Many times we want to talk about our relationship problems with a friend or family member. However, in many cases, this can be counterproductive for your relationship. Well, a third party can issue judgments and opinions lacking impartiality and the only thing they generate is that the conflict worsens.

Furthermore, when we talk about our problems we not only talk about ourselves, we also talk about our partner and We don’t know what his reaction might be if he finds out that we are sharing his privacy.

Therefore, we must think before act and try to resolve the conflict directly with our partner.

8. Respect above all

Throughout the problem-solving process we must guarantee respect for our partner. Well, If this is lost, it will be difficult to save the relationship from any problem.. Therefore, avoid resorting to insults, shouting or any manifestation of violence.

In addition, We must respect the feelings and opinions of our partner, even if we don’t agree with what she thinks and feels. If not, we will be fomenting an enmity between the two.

9. Learn to regulate emotions

It is common for relationship conflicts to awaken unpleasant emotions in us such as anger, sadness, disappointment, etc. Although we must be aware of them and know how to communicate them to our partner, it is important not to let ourselves be dominated by them.. Well, we can make the mistake of saying things that are not relevant, on impulse.

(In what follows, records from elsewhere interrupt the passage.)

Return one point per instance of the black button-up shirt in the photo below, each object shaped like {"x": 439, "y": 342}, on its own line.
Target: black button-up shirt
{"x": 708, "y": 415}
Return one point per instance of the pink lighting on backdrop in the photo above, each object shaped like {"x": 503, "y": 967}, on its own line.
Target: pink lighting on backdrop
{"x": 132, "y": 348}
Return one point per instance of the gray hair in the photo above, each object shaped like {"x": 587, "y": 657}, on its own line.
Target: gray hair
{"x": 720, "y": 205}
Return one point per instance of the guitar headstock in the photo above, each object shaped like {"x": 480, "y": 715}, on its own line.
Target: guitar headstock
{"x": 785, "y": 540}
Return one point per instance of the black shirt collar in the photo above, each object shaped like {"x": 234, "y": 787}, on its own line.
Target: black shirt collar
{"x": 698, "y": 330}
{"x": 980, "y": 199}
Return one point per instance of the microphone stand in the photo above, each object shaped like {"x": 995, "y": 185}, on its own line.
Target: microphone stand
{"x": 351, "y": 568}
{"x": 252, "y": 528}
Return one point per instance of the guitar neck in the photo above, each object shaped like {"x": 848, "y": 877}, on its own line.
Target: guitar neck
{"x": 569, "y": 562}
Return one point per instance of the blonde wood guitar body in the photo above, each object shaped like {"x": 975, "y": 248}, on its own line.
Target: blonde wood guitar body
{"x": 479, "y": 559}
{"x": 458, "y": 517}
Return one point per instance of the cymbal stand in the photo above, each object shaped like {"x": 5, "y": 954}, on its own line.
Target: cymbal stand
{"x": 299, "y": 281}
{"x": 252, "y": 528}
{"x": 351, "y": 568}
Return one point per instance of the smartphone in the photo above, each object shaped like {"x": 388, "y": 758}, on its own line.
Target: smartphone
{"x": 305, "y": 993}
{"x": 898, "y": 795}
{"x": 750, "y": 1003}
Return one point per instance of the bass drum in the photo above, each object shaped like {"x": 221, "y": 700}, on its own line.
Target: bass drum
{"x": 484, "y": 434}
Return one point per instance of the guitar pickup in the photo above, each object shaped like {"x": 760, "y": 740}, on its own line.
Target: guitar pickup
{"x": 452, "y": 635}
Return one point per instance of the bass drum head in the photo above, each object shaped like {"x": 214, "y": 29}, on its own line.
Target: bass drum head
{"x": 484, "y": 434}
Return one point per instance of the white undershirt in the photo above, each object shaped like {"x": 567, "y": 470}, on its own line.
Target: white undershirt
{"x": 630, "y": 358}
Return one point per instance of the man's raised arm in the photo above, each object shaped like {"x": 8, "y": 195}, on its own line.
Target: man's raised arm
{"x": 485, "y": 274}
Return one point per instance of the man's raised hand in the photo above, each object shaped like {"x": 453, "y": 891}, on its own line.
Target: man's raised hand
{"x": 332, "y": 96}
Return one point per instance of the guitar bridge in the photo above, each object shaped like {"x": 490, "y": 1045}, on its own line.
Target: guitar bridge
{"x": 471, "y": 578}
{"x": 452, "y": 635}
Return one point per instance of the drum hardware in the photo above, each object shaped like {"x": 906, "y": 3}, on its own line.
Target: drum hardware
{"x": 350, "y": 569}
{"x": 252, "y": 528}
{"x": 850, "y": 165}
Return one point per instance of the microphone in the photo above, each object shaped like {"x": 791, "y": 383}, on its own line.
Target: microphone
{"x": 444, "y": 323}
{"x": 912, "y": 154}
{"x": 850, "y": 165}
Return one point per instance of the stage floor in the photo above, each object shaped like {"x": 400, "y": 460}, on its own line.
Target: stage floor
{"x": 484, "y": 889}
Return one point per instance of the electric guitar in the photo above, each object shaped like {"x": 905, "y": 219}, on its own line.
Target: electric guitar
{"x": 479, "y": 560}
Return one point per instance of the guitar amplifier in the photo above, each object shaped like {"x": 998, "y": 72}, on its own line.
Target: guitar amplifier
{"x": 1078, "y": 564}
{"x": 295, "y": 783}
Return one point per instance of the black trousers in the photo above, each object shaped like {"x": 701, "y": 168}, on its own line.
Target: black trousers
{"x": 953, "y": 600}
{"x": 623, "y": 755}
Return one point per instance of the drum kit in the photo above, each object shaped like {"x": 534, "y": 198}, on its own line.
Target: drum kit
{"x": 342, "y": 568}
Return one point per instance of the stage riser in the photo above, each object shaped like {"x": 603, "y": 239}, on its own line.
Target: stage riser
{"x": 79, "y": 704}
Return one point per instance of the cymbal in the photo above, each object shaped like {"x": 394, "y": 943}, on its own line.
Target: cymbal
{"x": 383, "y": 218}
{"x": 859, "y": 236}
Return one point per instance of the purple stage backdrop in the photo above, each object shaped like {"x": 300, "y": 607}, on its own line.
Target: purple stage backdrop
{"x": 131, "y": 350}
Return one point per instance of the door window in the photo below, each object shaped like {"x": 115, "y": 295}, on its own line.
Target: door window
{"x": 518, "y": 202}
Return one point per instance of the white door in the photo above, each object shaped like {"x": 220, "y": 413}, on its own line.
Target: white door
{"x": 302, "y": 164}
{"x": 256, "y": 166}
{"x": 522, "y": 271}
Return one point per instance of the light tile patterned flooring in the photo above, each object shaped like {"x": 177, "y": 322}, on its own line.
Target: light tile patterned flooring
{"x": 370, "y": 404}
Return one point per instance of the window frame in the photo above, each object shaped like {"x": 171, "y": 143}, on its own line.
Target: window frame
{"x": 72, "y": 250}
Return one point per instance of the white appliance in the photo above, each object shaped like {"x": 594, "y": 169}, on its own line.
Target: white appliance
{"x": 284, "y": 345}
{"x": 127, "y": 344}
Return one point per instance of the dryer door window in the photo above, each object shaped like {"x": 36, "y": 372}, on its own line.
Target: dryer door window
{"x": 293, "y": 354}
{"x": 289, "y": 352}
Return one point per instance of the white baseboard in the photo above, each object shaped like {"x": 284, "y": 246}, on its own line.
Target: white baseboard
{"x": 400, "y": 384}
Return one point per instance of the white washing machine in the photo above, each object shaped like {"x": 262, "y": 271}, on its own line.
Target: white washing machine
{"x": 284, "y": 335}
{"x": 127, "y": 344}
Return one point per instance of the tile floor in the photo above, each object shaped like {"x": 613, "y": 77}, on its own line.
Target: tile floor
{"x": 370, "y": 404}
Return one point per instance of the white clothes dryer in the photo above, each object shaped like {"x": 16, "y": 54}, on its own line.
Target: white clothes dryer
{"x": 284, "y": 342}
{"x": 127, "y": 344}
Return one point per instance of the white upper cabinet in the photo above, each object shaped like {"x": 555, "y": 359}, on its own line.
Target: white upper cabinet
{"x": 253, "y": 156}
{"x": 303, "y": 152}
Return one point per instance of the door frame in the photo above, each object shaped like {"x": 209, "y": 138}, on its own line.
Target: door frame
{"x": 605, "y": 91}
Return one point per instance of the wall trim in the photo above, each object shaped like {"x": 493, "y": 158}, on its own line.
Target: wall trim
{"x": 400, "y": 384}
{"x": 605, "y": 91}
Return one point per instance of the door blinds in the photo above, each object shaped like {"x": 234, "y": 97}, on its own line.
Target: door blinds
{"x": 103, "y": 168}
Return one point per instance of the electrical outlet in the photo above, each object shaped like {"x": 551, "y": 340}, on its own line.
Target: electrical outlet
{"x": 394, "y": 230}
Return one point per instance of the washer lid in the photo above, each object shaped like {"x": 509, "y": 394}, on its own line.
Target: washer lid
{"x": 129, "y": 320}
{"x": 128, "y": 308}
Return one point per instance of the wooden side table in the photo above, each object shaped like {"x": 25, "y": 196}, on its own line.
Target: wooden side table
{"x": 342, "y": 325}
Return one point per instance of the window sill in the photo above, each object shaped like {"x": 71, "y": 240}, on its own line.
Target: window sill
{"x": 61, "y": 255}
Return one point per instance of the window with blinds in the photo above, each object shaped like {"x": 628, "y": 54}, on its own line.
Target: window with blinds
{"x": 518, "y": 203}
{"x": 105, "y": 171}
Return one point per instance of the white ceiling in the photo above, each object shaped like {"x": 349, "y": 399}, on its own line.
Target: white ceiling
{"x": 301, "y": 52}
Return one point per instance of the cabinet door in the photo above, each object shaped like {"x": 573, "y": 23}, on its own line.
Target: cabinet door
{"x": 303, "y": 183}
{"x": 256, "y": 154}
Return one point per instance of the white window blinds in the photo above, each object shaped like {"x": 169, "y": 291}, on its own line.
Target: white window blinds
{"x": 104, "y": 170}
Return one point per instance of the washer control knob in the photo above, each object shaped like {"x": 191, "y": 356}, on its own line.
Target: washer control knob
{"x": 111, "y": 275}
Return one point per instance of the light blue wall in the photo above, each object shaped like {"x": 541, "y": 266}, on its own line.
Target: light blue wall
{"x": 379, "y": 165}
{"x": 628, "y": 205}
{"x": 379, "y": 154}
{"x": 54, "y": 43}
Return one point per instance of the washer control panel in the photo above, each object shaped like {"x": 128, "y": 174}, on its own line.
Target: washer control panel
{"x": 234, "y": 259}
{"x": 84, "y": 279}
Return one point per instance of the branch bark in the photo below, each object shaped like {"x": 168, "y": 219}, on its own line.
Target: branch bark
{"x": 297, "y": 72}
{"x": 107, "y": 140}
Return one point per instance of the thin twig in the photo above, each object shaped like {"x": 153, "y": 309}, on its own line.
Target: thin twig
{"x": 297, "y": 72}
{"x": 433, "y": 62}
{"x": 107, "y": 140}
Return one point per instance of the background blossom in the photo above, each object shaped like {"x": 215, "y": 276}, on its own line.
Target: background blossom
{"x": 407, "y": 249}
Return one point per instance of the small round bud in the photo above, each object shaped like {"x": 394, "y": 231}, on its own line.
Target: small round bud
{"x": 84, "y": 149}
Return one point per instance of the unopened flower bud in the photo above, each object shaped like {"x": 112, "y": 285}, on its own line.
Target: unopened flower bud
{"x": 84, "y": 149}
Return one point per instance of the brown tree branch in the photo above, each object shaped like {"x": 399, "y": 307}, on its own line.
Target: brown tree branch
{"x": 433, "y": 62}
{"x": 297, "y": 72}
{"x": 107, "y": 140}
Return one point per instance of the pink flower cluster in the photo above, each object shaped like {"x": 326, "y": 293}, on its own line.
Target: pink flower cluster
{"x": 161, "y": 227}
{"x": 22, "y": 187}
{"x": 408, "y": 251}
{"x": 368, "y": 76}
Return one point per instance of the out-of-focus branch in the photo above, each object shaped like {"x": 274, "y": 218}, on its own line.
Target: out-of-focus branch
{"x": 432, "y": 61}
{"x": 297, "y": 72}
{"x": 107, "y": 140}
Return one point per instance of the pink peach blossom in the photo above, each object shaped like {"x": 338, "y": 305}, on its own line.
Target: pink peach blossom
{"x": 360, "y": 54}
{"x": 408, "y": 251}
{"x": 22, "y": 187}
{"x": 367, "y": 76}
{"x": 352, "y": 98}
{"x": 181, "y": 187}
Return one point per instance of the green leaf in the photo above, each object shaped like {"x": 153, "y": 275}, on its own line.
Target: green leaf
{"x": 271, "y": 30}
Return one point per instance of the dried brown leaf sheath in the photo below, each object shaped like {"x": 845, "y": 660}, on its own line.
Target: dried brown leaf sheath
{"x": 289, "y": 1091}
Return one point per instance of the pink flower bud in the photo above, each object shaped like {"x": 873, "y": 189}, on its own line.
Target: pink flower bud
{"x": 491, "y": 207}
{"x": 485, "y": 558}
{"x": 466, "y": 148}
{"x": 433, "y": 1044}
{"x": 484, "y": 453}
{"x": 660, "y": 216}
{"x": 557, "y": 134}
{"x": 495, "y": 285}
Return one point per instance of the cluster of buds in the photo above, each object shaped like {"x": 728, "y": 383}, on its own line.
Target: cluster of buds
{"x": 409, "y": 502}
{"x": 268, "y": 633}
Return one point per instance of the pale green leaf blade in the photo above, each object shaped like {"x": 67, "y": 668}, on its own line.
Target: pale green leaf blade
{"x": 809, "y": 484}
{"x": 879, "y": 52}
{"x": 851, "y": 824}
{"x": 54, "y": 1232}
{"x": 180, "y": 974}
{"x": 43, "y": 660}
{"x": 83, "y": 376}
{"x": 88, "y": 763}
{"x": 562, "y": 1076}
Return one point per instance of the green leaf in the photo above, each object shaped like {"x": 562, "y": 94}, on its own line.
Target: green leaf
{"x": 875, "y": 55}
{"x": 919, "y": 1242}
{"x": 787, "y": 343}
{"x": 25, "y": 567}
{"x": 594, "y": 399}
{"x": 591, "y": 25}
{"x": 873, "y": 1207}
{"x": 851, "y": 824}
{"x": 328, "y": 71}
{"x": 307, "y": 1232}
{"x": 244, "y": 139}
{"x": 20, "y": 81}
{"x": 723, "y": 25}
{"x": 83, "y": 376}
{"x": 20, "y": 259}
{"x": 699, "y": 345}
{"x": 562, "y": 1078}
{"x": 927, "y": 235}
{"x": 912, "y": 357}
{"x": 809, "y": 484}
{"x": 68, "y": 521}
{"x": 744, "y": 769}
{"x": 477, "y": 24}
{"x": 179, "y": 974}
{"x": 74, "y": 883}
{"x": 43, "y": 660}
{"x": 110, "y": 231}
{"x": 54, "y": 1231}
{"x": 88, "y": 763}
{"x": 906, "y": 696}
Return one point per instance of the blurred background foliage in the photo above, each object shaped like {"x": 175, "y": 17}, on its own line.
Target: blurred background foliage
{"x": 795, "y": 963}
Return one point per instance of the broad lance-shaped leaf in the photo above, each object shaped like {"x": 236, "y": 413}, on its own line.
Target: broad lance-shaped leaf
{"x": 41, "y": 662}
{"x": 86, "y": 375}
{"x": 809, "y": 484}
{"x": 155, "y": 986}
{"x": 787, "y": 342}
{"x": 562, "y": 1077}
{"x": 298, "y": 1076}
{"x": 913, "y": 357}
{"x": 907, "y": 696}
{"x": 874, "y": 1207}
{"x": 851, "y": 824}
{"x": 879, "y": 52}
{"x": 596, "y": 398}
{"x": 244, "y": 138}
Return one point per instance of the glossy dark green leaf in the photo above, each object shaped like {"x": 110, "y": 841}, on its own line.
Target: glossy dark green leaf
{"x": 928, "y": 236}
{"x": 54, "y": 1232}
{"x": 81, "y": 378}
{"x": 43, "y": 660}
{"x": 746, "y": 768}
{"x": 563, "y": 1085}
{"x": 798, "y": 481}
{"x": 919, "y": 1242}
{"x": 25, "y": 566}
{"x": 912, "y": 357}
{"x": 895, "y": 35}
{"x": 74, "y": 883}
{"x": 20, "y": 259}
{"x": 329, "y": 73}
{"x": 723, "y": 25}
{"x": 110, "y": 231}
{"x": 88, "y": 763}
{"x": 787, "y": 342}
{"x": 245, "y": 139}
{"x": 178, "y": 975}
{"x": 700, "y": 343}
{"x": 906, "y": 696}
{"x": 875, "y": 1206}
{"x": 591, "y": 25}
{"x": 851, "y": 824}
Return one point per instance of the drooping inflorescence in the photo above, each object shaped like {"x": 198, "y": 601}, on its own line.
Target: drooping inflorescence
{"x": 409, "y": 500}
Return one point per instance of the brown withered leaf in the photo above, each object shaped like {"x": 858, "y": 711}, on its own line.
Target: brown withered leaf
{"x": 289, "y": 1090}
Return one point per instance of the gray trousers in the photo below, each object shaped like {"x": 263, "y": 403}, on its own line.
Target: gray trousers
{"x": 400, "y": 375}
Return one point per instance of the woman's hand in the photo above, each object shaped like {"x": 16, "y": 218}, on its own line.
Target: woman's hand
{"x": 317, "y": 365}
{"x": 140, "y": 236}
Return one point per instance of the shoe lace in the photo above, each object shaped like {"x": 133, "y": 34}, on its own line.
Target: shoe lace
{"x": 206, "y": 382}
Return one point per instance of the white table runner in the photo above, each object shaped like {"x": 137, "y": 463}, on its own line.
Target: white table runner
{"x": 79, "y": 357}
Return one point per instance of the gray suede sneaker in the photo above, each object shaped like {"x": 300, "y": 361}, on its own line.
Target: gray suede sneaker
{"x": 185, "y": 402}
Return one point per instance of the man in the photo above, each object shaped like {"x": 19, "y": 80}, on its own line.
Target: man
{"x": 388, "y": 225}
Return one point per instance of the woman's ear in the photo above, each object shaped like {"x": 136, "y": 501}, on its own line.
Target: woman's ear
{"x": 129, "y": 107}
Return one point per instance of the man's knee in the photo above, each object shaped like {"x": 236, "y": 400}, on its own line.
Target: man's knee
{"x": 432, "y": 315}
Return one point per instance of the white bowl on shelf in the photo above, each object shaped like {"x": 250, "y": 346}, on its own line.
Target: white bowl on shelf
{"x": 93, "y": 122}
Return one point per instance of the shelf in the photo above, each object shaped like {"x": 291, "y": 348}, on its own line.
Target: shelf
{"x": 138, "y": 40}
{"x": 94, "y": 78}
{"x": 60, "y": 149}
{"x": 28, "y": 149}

Therefore, throughout the process we must be able to express our emotions in their proper measurewithout getting carried away by the outbursts that intense emotions produce.

10. Seek professional help

Some couples often need help from a specialist to resolve the problem.. Generally, these are couples who have been together for many years, whose conflicts have dragged on and become more complex over time.

In these cases, couples therapy may or may not help them overcome their problems. We must keep in mind that sometimes it is not possible to save the relationship, no matter how hard we try.. So the best solution, in some situations, will be to break up.

To conclude, we want to highlight that relationship problems are normal, they are even healthy to the right extent. However, to prevent the relationship from deteriorating we must learn to resolve them in time, with the necessary understanding and respect so as not to damage the bond.

Images courtesy of Charlie Foster, William Stitt and Freestocks.org.